Financier seeks costs after part-acquittal
A former board member of a failed financial firm is now seeking costs after he was partially exonerated of fraud charges and freed from prison.
Paul Bublitz’s nearly decade-old legal saga and the maligned Financial Markets Authority prosecution against him returned yesterday to the High Court at Auckland as he sought compensation for the criminal charges he was acquitted of.
The businessman, Bruce Mckay and Richard Blackwood were all found guilty in February last year of some of the charges the FMA laid after an investigation into the group began in mid2011.
However, after a successful challenge to the Court of Appeal, several of the men’s convictions were overturned in August, while Bublitz also walked free from his prison sentence.
The trio had been accused by the financial watchdog of deliberately misleading investors and potential investors in an attempt to rescue failing investments during the financial collapse of 2007
— 2008 (GFC).
Mckay and Blackwood were serving as directors of Viaduct Capital, while Bublitz was a board member for Mutual Finance, when the two firms went into receivership in 2010 — owing investors $17 million. Both Viaduct Capital, which was also investigated by the Serious Fraud Office and Treasury, and Mutual Finance were part of the Government’s GFC insurance scheme — meaning any losses would be passed on to the taxpayer.

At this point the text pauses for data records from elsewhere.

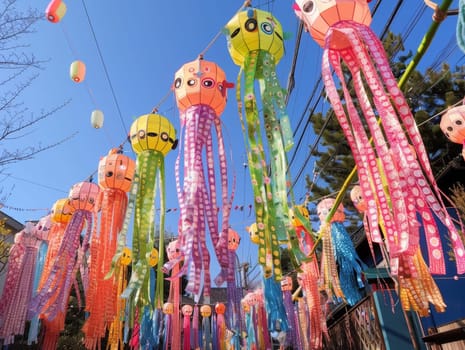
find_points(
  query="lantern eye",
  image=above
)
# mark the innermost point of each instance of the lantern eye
(308, 6)
(267, 28)
(233, 34)
(251, 24)
(164, 136)
(208, 83)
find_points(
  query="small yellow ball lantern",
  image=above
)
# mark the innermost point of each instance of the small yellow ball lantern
(77, 71)
(152, 132)
(55, 11)
(254, 29)
(62, 211)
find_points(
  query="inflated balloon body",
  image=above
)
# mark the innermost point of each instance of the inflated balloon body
(152, 136)
(115, 174)
(453, 125)
(18, 288)
(52, 297)
(55, 11)
(187, 311)
(61, 214)
(255, 42)
(349, 264)
(415, 291)
(341, 27)
(309, 276)
(200, 88)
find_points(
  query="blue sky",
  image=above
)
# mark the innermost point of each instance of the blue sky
(143, 43)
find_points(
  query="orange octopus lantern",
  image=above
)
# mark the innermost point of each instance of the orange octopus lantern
(52, 297)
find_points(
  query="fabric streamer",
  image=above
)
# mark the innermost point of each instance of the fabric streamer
(18, 288)
(52, 296)
(460, 31)
(200, 88)
(187, 311)
(206, 312)
(412, 193)
(256, 44)
(115, 173)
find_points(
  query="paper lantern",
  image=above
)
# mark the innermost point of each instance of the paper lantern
(116, 171)
(55, 11)
(62, 211)
(201, 82)
(318, 16)
(325, 206)
(153, 132)
(77, 71)
(254, 29)
(96, 119)
(84, 195)
(205, 310)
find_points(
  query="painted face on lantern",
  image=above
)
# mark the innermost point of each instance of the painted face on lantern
(253, 233)
(126, 256)
(84, 195)
(153, 132)
(205, 310)
(319, 15)
(325, 206)
(233, 240)
(286, 283)
(453, 124)
(168, 308)
(116, 171)
(153, 257)
(187, 310)
(357, 198)
(252, 30)
(173, 251)
(201, 82)
(62, 211)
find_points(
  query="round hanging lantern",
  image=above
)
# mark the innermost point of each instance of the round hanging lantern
(220, 308)
(153, 132)
(356, 195)
(201, 82)
(62, 211)
(153, 257)
(252, 30)
(319, 16)
(116, 171)
(325, 206)
(453, 124)
(96, 119)
(84, 196)
(187, 310)
(77, 71)
(205, 311)
(126, 256)
(286, 283)
(233, 240)
(55, 11)
(173, 250)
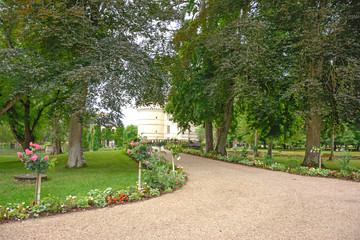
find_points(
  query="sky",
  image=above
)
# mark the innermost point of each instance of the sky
(130, 116)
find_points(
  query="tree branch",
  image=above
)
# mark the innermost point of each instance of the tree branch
(42, 109)
(10, 104)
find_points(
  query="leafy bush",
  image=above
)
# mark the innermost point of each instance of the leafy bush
(344, 164)
(291, 163)
(268, 160)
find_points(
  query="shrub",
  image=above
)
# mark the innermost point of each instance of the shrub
(344, 164)
(268, 160)
(291, 163)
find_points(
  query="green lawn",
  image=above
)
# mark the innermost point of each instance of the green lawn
(104, 169)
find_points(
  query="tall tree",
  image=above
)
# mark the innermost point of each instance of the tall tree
(97, 46)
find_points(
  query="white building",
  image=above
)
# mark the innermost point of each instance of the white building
(154, 123)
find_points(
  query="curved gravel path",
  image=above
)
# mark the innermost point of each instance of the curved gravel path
(219, 201)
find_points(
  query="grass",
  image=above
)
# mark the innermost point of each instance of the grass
(104, 169)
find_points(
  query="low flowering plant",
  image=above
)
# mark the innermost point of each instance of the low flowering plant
(33, 161)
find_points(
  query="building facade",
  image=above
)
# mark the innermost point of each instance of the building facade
(154, 123)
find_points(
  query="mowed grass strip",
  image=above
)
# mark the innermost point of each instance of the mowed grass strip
(104, 169)
(283, 156)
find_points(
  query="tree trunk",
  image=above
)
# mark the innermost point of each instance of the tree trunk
(26, 137)
(270, 148)
(76, 155)
(56, 146)
(220, 145)
(332, 146)
(209, 139)
(313, 128)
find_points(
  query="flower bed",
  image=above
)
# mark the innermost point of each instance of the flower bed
(158, 178)
(290, 166)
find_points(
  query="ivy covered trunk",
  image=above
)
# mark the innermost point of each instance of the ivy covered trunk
(24, 137)
(332, 146)
(209, 137)
(76, 155)
(313, 128)
(220, 145)
(270, 147)
(56, 146)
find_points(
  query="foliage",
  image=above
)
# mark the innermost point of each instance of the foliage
(344, 164)
(119, 136)
(291, 163)
(291, 166)
(95, 138)
(268, 160)
(130, 132)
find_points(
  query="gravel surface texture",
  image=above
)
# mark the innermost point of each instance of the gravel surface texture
(219, 201)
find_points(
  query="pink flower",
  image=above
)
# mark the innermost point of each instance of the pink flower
(34, 157)
(28, 152)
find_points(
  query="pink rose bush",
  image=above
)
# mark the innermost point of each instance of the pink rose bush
(159, 172)
(140, 150)
(33, 161)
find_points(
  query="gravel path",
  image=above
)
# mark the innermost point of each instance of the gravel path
(219, 201)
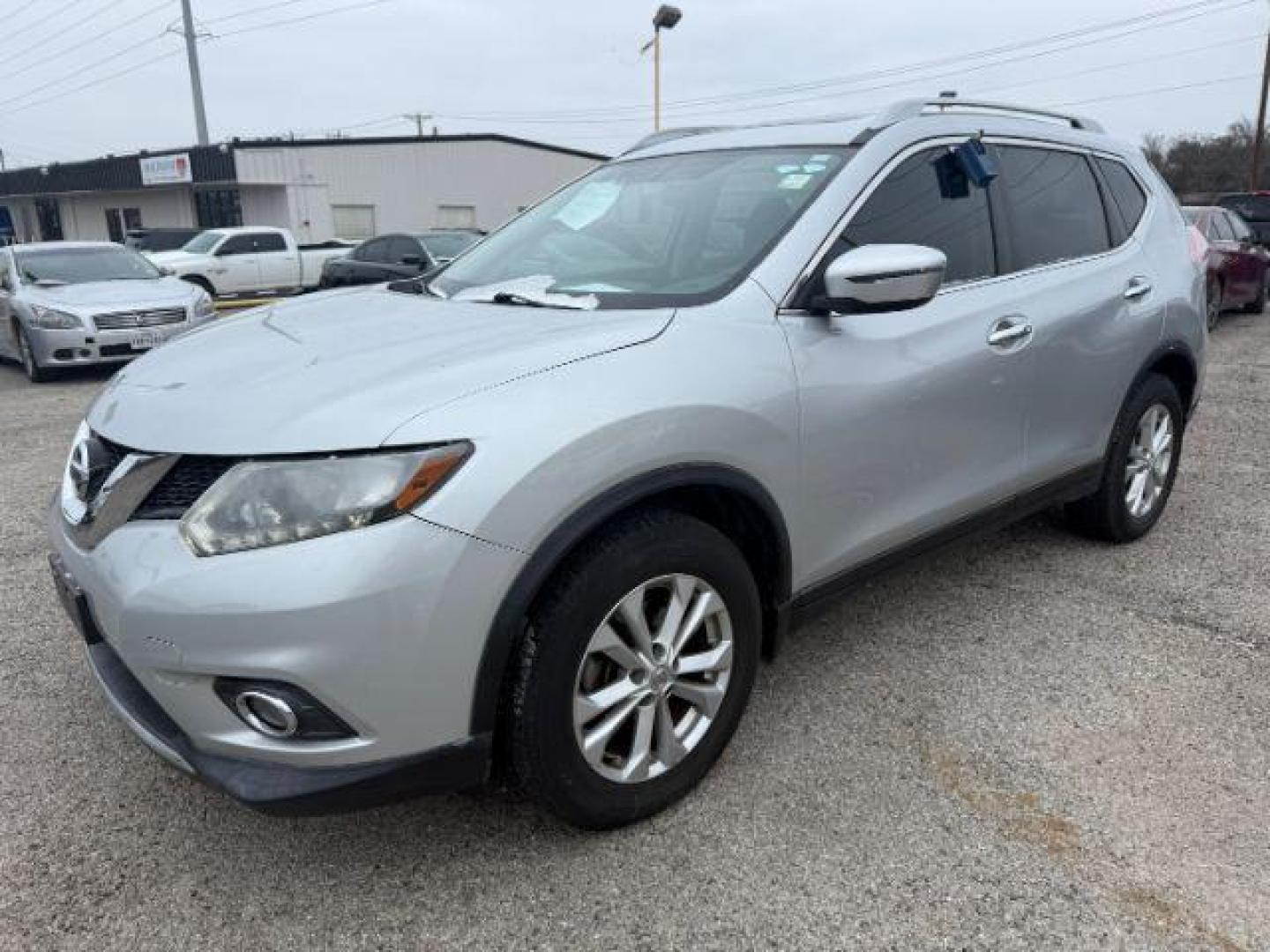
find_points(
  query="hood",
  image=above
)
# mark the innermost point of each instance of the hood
(176, 259)
(340, 371)
(98, 296)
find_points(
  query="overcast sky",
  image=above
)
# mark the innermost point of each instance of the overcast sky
(569, 71)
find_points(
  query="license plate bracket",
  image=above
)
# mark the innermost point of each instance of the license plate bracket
(74, 600)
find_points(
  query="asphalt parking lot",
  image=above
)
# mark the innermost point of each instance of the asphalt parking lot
(1027, 741)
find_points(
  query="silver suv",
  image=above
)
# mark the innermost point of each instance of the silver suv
(542, 513)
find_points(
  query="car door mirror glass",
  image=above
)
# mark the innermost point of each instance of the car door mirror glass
(879, 279)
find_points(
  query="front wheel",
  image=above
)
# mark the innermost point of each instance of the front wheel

Bublitz, represented by Rachael Reed QC, is now seeking costs under the Costs in Criminal Cases Act 1967 for the charges he was acquitted of.
The court heard at a brief hearing yesterday before Justice Fitzgerald that the Crown is also seeking costs for the charges Bublitz was convicted of — if he is successful in his own application.
Bublitz, who began his financial career as an 18-year-old, was at the hearing and sitting in the public gallery. The case is due to return to court in September.